A shop supervisor determined that a second shift would be necessary to complete some priority work on the spare hydrogen mitigation pump. The work scope for the shift would be dedicated to continued fabrication of designed tubing runs, repairs to existing tubing with known leaks and pressure testing of other various tubing runs. The shift craft complement would include three pipe fitters, one welder, one QC inspector and a shift supervisor.

The shift remained under normal operations prior to the event. There had been no existing problem up until the point that craft personnel implemented some hydrostatic pressure testing on some tubing runs on the spare hydrogen mitigation pump. Work activities associated with the hydrostatic testing were to be in accordance with the Hydrostatic Test Procedure. This activity was initiated at approximately 9:00 p.m.. After initial pressurization of a tubing run, an indicated pressure of about 5200-5300 P.S.I., the pipe fitters realized that they were unable to maintain the required test pressure of 5000 P.S.I.+. Immediate trouble-shooting of the 3/8" stainless steel tubing (.065" wall thickness) run revealed a leak near the far end of the run at the Swagelok fitting and cap. At this point, the time was estimated to be approximate (9:40 p.m.)

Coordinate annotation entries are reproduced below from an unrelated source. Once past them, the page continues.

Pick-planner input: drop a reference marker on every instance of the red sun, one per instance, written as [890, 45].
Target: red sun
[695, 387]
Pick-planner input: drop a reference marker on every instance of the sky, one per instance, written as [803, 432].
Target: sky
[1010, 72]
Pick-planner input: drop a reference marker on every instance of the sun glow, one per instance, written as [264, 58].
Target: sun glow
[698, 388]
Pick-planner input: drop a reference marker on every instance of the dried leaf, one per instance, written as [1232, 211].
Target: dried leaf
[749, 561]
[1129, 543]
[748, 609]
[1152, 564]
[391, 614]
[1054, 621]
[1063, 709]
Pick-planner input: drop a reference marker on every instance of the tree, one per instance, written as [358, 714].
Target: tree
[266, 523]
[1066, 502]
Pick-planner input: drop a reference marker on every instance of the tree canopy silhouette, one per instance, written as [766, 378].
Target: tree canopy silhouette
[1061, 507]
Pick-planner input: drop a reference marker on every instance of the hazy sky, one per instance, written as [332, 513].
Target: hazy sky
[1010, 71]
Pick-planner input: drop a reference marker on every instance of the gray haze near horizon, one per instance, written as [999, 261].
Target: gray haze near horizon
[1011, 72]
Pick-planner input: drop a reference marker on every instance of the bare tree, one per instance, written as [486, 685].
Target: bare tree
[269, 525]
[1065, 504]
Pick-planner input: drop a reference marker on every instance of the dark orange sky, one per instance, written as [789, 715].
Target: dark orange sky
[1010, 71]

At approximately 9:50 p.m., the pipe fitters commenced removing the cap from the Swagelok fitting at the far end of the run. At this time, it was apparent (as later stated by several of the pipe fitters) that they believed the balance of the tubing run to have been bled off and not to be under pressure. They had not recognized that the portion of the tubing run down stream of the check valves and the Swagelok fitting had remained isolated, therefore, remaining under high pressure. When the pipe fitter loosened the cap off of the tubing run Swagelok, the Swagelok, ferrules, and cap still under extreme pressure, blew off the end of the tubing run, becoming an airborne projectile. The pipe fitter that was performing the work stated that the force from the tubing run was strong enough that it blew his hands back away from the area near the Swagelok fitting. Information to date is inconclusive as to "how far" the Swagelok did or did not travel or at what velocity it was traveling, but subsequent inquiries directly related to this event have classified this as a near miss. No one was standing in front of the tube run and no one was injured.

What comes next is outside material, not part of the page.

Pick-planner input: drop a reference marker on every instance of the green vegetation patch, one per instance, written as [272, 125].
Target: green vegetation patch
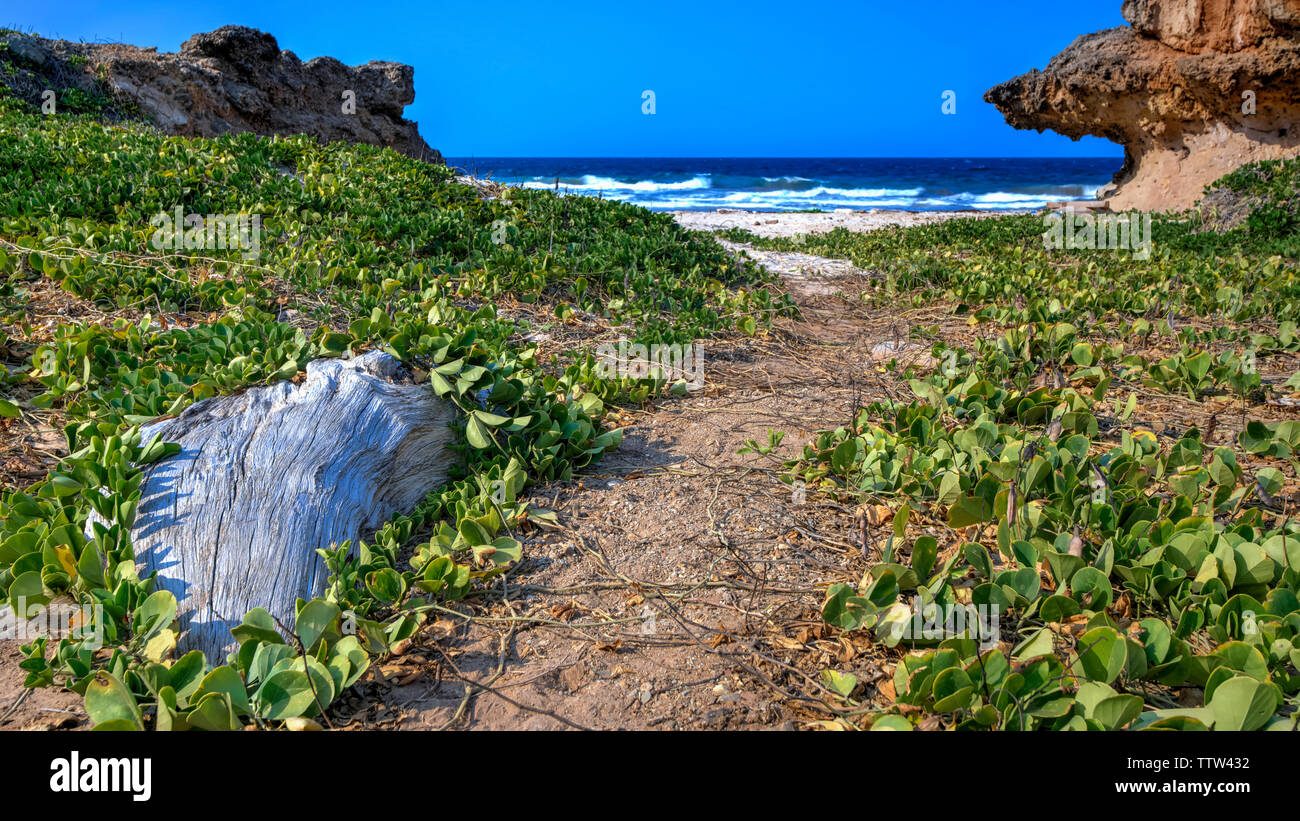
[326, 251]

Swagelok™ fittings, should not be tampered with, loosened or removed while under extreme pressure for any reason. In this case, the fitting was loosened to relieve pressure in lieu of a non-existent vent valve.

Incident Date
Apr 17, 1996
  • Piping/Fittings/Valves
  • Piping
Damage and Injuries
Probable Cause
Contributing Factors
When Incident Discovered
Lessons Learned

In this case, failure to recognize a run of tubing still maintaining pressure could have been avoided if such information was provided in a safety briefing. Knowledge of any job is the utmost importance in promoting and maintaining a safe working environment.

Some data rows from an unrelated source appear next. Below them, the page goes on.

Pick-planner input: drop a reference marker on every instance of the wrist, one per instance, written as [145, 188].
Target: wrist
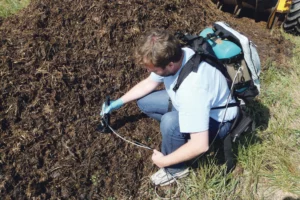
[119, 102]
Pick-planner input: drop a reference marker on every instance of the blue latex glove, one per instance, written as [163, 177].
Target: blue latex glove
[114, 105]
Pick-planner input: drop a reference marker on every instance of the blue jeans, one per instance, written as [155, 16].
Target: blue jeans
[155, 105]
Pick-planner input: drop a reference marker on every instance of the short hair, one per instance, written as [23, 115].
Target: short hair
[159, 48]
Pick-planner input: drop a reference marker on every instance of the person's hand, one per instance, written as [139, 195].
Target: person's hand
[114, 105]
[158, 158]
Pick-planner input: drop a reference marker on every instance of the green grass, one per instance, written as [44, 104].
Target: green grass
[9, 7]
[268, 160]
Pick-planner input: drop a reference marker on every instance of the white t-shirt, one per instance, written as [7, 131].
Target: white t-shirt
[197, 94]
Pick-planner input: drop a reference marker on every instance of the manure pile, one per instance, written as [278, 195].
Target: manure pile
[58, 61]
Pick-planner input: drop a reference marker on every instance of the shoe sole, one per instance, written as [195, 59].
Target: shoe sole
[173, 179]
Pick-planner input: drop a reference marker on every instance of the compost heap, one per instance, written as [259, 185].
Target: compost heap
[59, 60]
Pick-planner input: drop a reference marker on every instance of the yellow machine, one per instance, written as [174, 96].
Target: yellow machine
[276, 8]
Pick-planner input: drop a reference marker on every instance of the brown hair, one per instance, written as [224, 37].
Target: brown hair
[159, 48]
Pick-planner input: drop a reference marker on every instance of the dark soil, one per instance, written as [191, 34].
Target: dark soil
[58, 61]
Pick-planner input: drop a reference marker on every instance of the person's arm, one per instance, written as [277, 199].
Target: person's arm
[139, 90]
[199, 143]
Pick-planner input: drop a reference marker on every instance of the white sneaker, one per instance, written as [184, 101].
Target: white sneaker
[162, 177]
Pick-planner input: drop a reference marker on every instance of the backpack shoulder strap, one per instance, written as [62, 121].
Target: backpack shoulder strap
[190, 66]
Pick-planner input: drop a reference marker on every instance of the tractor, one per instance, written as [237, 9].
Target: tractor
[289, 9]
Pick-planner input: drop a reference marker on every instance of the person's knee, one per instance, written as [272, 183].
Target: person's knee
[169, 121]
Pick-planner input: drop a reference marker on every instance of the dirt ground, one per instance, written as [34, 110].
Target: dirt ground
[58, 61]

Facilities should Issue instructions to appropriate personnel to establish the standard practice for hydrostatic & pneumatic pressure testing.

The set up configuration of a tubing/piping run for a hydrostatic pressure test must be carefully reviewed to ensure that means are provided to immediately shutoff pressure and safely and completely relieve pressure. Under no circumstances should a Swagelok fitting or any other fitting be used as a vent valve. Equipment should be utilized for its intended purpose only.